Image credit: NASA / Goddard Space Flight Center.

But, could we see this far-infrared light from the early Universe?

Unfortunately, there is a cosmic infrared background, too, and right now we don’t know how to technically deal with it.

Image credit: H. Dole et al., IAS.

Where does this infrared background come from? Believe it or not, the same neutral hydrogen that’s so transparent to infrared light is also very good at absorbing UV and optical light.

“So what?”

Well, like all matter, it’s going to re-radiate that energy away again, and when it does so — just like the Earth does — it radiates it away in the infrared. So the same neutral hydrogen that’s transparent to infrared light is also a tremendous source of infrared light.

Image credit: NASA / JPL-Caltech / WISE Team.

And right now, we don’t know — even in principle — how to extract a signal from the truly first stars against this cosmic infrared background.

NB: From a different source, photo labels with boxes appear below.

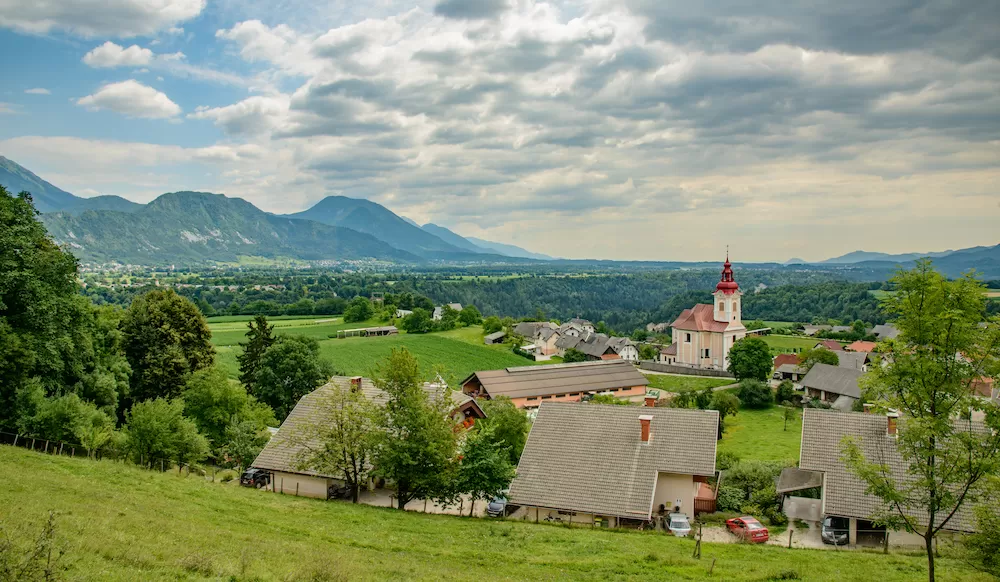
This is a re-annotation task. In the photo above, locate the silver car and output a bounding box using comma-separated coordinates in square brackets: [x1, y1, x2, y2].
[668, 513, 691, 538]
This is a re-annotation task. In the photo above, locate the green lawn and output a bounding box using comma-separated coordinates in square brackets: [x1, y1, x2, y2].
[0, 446, 988, 582]
[719, 406, 802, 464]
[208, 315, 386, 346]
[646, 374, 736, 392]
[216, 330, 536, 385]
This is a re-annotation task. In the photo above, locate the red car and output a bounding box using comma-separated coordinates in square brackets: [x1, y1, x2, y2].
[726, 516, 768, 544]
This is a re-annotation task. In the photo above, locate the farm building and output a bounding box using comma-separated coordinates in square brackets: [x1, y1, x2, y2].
[509, 402, 719, 527]
[251, 376, 486, 499]
[462, 359, 649, 408]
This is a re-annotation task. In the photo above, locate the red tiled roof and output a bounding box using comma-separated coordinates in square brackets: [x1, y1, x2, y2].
[844, 340, 878, 352]
[670, 303, 729, 332]
[774, 354, 799, 370]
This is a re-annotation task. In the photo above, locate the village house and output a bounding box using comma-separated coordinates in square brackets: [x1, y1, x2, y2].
[461, 360, 649, 408]
[670, 256, 747, 370]
[508, 402, 718, 527]
[251, 376, 486, 499]
[802, 364, 864, 411]
[777, 408, 981, 546]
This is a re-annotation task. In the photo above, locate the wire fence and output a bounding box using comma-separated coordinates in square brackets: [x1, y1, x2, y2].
[0, 431, 239, 481]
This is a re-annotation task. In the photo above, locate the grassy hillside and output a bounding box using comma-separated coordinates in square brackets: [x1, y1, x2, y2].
[212, 320, 547, 385]
[0, 446, 988, 582]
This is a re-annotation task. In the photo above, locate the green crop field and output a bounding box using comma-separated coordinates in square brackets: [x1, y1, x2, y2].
[640, 370, 736, 392]
[216, 328, 536, 385]
[719, 406, 802, 465]
[208, 315, 386, 346]
[0, 446, 989, 582]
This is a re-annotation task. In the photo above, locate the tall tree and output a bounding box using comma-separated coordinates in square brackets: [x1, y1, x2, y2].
[256, 335, 333, 421]
[457, 426, 514, 516]
[295, 385, 378, 503]
[728, 337, 773, 382]
[372, 348, 456, 509]
[236, 315, 275, 394]
[121, 289, 215, 410]
[844, 260, 1000, 582]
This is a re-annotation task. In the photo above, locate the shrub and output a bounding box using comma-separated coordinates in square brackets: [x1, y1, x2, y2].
[736, 380, 774, 409]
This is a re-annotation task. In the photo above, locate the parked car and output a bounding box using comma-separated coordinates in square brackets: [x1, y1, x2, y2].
[240, 468, 271, 489]
[486, 494, 507, 517]
[820, 516, 850, 546]
[667, 513, 691, 538]
[726, 515, 769, 544]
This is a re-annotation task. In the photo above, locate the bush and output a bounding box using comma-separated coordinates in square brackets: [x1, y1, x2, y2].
[736, 380, 774, 409]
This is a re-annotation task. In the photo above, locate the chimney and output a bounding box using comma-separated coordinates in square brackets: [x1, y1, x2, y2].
[885, 412, 899, 437]
[639, 414, 653, 443]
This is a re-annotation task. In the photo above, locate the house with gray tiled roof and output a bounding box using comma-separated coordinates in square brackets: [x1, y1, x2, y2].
[779, 408, 982, 545]
[508, 402, 718, 527]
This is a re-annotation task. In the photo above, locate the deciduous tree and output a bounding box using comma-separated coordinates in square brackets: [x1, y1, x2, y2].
[844, 260, 1000, 582]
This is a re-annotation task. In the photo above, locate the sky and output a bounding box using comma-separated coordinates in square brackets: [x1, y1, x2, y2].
[0, 0, 1000, 261]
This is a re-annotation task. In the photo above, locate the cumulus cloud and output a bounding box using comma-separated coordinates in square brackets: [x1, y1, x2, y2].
[0, 0, 205, 37]
[76, 79, 181, 119]
[83, 40, 153, 68]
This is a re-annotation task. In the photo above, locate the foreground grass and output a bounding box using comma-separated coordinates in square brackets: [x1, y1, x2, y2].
[640, 370, 736, 392]
[719, 406, 802, 465]
[0, 446, 987, 582]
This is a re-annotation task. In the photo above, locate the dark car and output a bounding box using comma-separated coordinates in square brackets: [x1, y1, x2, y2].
[240, 469, 271, 489]
[820, 516, 849, 546]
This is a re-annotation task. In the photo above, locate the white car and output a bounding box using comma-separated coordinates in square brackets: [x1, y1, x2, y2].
[668, 513, 691, 538]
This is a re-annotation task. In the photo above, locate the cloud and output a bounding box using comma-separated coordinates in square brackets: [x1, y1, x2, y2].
[83, 40, 153, 68]
[434, 0, 510, 20]
[76, 79, 181, 119]
[0, 0, 205, 38]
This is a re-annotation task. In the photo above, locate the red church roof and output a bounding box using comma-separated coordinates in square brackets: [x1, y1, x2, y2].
[670, 303, 729, 332]
[715, 252, 740, 294]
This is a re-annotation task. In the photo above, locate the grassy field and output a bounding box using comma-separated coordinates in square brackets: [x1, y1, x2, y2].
[208, 315, 386, 346]
[216, 328, 536, 385]
[646, 374, 736, 392]
[0, 446, 988, 582]
[719, 406, 802, 464]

So when I hear about the newest big news from the distant Universe, or someone asking how far away the farthest galaxy is, it’s great that we’re taking another step forward in our understanding. But let’s not pretend we’ve got the very first one of anything; we’ve still got a long way to go to get there! The most distant galaxy in the Universe is out there, but we’re going to have to really make an investment if we want to find it!